General information
- Type: Two seat sailplane
- National origin: United Kingdom
- Designer: Peter Davis and Frank Costin
- Number built: 1

History
- First flight: 1953
- Retired: 1961

= Davis-Costin Condor =

British two-seat glider, 1953

The Davis-Costin Condor was a conventional all-wood, tandem-seat sailplane built in the United Kingdom in the 1950s. Only one was constructed; it was later rebuilt with a longer fuselage and other detailed alterations as the Condor 2.

==Design and development==

The Condor was an all-wood glider, seating two in tandem. The wing was built around two spars and the planform was unusual in that the chord of the straight tapered inboard section increased outwards. The outer wing sections, where the ailerons were mounted, were conventionally tapered. No flaps or airbrakes were fitted. The wings joined a raised fuselage centre section and were braced by pairs of parallel lift struts from about one third span to the bottom of the fuselage.

Its fuselage was flat sided with angled panels above and below. The straight edged tailplane and elevators were set well forward on top of the fuselage.

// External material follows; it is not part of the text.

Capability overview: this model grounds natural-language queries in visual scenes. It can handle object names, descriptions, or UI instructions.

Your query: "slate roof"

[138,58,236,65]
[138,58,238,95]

There was no fixed fin, just a generous and slightly angular rudder. The front seat was just ahead of the wing leading edge and the rear one near mid-chord. A skid from the nose ended under the wing with a small monowheel; a little tailwheel was fixed below the rudder hinge.

The first flight was made in 1953. No Certificate of Airworthiness was issued. Later, P. Davis rebuilt the aircraft with several alterations. The fuselage was lengthened by 8 in (203 mm), chiefly by moving the cockpit further forward, at the cost of a 7 lb (3.2 kg) increase in weight. The trailing edge of the rudder was curved outwards and a very small dorsal fillet added. Minor undercarriage changes were also made. Named Condor 2, the rebuilt aircraft first flew on 13 August 1960. It was written off less than a year later on 25 June 1961 when it crashed at Chesford Head, near Winchester in Hampshire.